Department of Structural and Computational Biology, Max Perutz Labs, University of Vienna, Vienna A-1030, Austria.
Department of Structural and Computational Biology, Max Perutz Labs, University of Vienna, Vienna A-1030, Austria
Proc Natl Acad Sci U S A. 2020 Mar 17;117(11):5907-5912. doi: 10.1073/pnas.1911203117. Epub 2020 Mar 3.
Frameshifts in protein coding sequences are widely perceived as resulting in either nonfunctional or even deleterious protein products. Indeed, frameshifts typically lead to markedly altered protein sequences and premature stop codons. By analyzing complete proteomes from all three domains of life, we demonstrate that, in contrast, several key physicochemical properties of protein sequences exhibit significant robustness against +1 and -1 frameshifts. In particular, we show that hydrophobicity profiles of many protein sequences remain largely invariant upon frameshifting. For example, over 2,900 human proteins exhibit a Pearson's correlation coefficient R between the hydrophobicity profiles of the original and the +1-frameshifted variants greater than 0.7, despite an average sequence identity between the two of only 6.5% in this group. We observe a similar effect for protein sequence profiles of affinity for certain nucleobases as well as protein sequence profiles of intrinsic disorder. Finally, analysis of significance and optimality demonstrates that frameshift stability is embedded in the structure of the universal genetic code and may have contributed to shaping it. Our results suggest that frameshifting may be a powerful evolutionary mechanism for creating new proteins with vastly different sequences, yet similar physicochemical properties to the proteins from which they originate.

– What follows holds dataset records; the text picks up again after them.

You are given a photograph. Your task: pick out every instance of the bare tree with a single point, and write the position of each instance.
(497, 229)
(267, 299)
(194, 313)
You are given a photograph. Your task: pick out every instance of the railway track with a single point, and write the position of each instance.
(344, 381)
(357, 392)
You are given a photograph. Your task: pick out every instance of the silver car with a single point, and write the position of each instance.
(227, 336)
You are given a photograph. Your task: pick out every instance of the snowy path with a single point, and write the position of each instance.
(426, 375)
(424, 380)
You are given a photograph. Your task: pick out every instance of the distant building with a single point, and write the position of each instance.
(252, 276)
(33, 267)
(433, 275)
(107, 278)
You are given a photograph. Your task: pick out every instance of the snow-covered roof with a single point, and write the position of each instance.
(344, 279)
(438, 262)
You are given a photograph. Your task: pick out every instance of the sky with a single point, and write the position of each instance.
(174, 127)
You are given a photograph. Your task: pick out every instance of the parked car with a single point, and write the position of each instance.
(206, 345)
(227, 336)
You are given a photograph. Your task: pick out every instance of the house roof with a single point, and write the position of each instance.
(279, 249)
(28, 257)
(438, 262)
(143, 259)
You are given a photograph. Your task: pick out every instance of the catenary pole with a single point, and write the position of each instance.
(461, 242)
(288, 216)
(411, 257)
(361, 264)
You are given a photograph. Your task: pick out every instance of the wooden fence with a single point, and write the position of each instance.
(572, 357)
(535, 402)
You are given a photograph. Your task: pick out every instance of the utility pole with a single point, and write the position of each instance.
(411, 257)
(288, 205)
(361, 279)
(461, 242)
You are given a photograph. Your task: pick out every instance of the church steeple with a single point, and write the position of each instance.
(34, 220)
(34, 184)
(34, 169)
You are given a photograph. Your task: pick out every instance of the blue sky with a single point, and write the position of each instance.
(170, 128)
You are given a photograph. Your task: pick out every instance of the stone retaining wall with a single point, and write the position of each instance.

蛋白质编码序列中的移码突变通常被认为会导致无功能甚至有害的蛋白质产物。事实上,移码突变通常会导致明显改变的蛋白质序列和过早的终止密码子。通过分析来自生命三个领域的完整蛋白质组,我们证明,与普遍看法相反,蛋白质序列的几个关键物理化学性质对+1 和-1 移码具有显著的稳健性。具体来说,我们表明,许多蛋白质序列的疏水性图谱在移码后基本保持不变。例如,超过 2900 个人类蛋白质的原始和+1 移码变体的疏水性图谱之间的 Pearson 相关系数 R 大于 0.7,尽管在这一组中,两者之间的平均序列同一性仅为 6.5%。我们在某些核碱基亲和力的蛋白质序列图谱以及蛋白质序列无序性图谱中观察到类似的效应。最后,对显著性和最优性的分析表明,移码稳定性嵌入在通用遗传密码的结构中,可能对其形成有贡献。我们的结果表明,移码可能是一种强大的进化机制,可以产生具有截然不同序列但与起源蛋白具有相似物理化学性质的新蛋白质。